In fact, as the theory developed, the reverse would prove true. The theory would explain where radium and polonium fitted in despite their instability. Uranium slowly but inexorably decays, transmuting through a series of radioactive elements, all present in uranium ores. The chain ends when uranium finally transforms into stable, unradioactive lead. Radium is the fifth element in the chain descending from uranium to lead, and polonium is the penultimate link in the chain before lead. The fact that uranium is still present in the Earth’s crust—created some 4.5 billion years ago—shows just how slowly uranium decays.
The Curies’ perplexity was heightened by Pierre’s discovery in 1903 that radium released an astonishing amount of heat. Just 1 gram of radium could heat around 1.3 grams of water from freezing point (0°C) to boiling (100°C) in an hour. These seemingly bizarre findings contradicted the nineteenth-century law of conservation of energy, which stated that although energy might change from one form to another (for example, from heat to motion), it could not be conjured out of nowhere. The Curies speculated whether some sort of external energy might be responsible. Others wondered whether gravitational energy might have something to do with it. Nevertheless, the Curies were uncomfortably aware that the transformation theory offered an explanation—that the energy was being conjured from within the atom. Eventually, they would come to accept it.

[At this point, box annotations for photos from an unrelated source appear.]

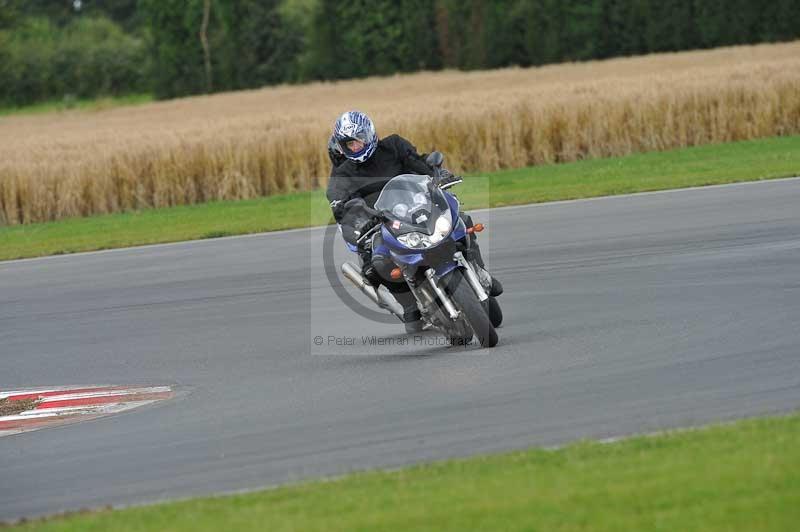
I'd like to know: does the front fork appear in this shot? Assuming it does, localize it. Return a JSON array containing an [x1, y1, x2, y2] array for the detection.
[[407, 251, 489, 321]]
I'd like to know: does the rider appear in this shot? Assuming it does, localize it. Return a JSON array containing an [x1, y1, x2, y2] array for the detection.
[[327, 111, 502, 332]]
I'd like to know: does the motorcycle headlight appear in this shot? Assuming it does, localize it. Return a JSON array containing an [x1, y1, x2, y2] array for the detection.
[[397, 212, 453, 249], [431, 211, 453, 244], [397, 231, 433, 249]]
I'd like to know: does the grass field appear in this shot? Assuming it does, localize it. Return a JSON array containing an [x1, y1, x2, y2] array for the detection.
[[0, 41, 800, 225], [0, 136, 800, 260], [15, 414, 800, 532]]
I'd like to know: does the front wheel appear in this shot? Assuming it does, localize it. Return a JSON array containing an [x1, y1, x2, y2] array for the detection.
[[445, 269, 498, 347], [483, 296, 503, 328]]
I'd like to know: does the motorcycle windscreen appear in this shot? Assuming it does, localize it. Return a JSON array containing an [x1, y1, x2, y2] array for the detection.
[[375, 174, 449, 235]]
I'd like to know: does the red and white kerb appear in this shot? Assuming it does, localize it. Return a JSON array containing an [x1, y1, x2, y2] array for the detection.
[[0, 386, 173, 436]]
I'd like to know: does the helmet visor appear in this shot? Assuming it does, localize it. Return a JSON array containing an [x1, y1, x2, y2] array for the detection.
[[338, 128, 370, 157]]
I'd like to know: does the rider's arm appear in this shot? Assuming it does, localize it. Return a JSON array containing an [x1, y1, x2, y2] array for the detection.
[[385, 135, 433, 175], [325, 167, 350, 223]]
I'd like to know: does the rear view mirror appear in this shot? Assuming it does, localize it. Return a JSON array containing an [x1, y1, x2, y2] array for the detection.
[[425, 151, 444, 168]]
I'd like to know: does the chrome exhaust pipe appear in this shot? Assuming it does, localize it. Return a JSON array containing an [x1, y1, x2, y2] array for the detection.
[[342, 262, 403, 319]]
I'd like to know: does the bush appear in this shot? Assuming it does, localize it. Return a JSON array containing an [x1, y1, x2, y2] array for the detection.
[[0, 17, 149, 106]]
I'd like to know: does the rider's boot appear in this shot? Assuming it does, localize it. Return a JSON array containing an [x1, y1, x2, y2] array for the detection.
[[461, 213, 503, 297], [394, 292, 423, 334]]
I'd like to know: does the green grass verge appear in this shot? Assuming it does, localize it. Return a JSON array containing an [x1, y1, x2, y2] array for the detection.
[[14, 414, 800, 532], [0, 94, 153, 116], [0, 136, 800, 260]]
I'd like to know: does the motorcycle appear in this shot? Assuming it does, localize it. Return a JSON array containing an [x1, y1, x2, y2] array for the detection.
[[341, 152, 503, 347]]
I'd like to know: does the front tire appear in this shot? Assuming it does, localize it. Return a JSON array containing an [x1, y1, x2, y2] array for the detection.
[[445, 269, 498, 347], [483, 296, 503, 329]]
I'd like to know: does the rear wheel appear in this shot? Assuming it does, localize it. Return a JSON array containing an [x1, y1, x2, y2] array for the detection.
[[445, 269, 499, 347]]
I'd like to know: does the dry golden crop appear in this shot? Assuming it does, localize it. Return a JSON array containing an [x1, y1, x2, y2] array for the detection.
[[0, 41, 800, 225]]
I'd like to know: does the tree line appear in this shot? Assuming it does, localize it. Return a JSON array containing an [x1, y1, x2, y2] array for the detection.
[[0, 0, 800, 106]]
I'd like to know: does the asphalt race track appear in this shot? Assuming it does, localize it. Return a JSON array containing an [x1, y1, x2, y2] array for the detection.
[[0, 179, 800, 520]]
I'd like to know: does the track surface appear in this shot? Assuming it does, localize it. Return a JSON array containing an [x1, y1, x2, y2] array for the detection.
[[0, 179, 800, 519]]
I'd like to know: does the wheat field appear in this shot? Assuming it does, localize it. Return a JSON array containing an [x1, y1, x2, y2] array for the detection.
[[0, 41, 800, 225]]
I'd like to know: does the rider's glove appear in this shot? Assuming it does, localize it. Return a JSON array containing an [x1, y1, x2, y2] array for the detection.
[[436, 168, 463, 188]]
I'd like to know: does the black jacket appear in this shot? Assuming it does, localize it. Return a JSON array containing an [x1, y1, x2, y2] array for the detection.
[[327, 135, 433, 223]]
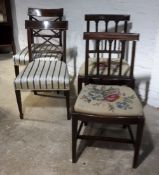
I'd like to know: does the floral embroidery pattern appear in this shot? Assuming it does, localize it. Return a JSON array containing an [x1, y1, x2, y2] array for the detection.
[[81, 85, 135, 111]]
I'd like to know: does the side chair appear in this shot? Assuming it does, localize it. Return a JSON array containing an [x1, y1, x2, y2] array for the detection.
[[72, 32, 145, 168], [13, 8, 63, 76], [78, 14, 130, 92], [14, 20, 70, 119]]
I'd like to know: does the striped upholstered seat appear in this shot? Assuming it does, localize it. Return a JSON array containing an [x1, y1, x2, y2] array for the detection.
[[79, 58, 130, 76], [13, 44, 62, 65], [14, 60, 69, 90]]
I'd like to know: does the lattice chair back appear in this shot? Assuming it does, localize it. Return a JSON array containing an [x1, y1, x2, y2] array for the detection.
[[25, 21, 68, 62]]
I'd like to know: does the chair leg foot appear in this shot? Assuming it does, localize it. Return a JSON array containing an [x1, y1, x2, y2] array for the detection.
[[15, 90, 23, 119], [133, 119, 144, 168], [20, 114, 23, 119], [72, 118, 78, 163], [14, 65, 19, 77], [34, 91, 38, 95], [65, 91, 71, 120]]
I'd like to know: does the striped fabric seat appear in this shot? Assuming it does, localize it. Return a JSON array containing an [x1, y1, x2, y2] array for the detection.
[[79, 58, 130, 76], [14, 60, 69, 90], [13, 44, 62, 65]]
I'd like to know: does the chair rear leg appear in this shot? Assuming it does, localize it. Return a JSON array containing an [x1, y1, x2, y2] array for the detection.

Rutherford’s knowledge of the Curies’ work had made him eager to meet them. In 1903 the opportunity came. While visiting England from McGill to defend his heretical transformation theory, Rutherford, accompanied by Mary, took a trip to the Continent. Reaching Paris on a hot June day, he was alerted by a postcard from Soddy that Marie Curie wished him to call. He hastened to her ramshackle workplace to find it locked. It was, in fact, the very day she was being examined on her triumphal doctoral thesis, “Researches on Radioactive Substances,” reporting her work on isolating radium. However, he managed to track down Paul Langevin, whom he had met during his Cavendish days, and Langevin invited the Rutherfords to the celebration that night, at which Pierre Curie brandished his tube of glowing radium in his damaged hands.
It was, by all accounts, a lively evening, unmarred by any differences of opinion. Rutherford admired Marie Curie’s intellect, “no-nonsense” style, and directness. She, in turn, appreciated that he treated her as an equal. This was to be the first of many meetings between them, but, sadly, it was the one and only time he would talk with Pierre Curie. Just three years later on a wet, windy, overcast Paris afternoon, Pierre absentmindedly stepped out in front of a horse-drawn wagon in the Rue Dauphine. Too late he tried to scramble out of the way, slipped, and fell. The wagon’s iron-rimmed rear left wheel crushed his skull, spilling his brains on the wet boulevard. He was only forty-six.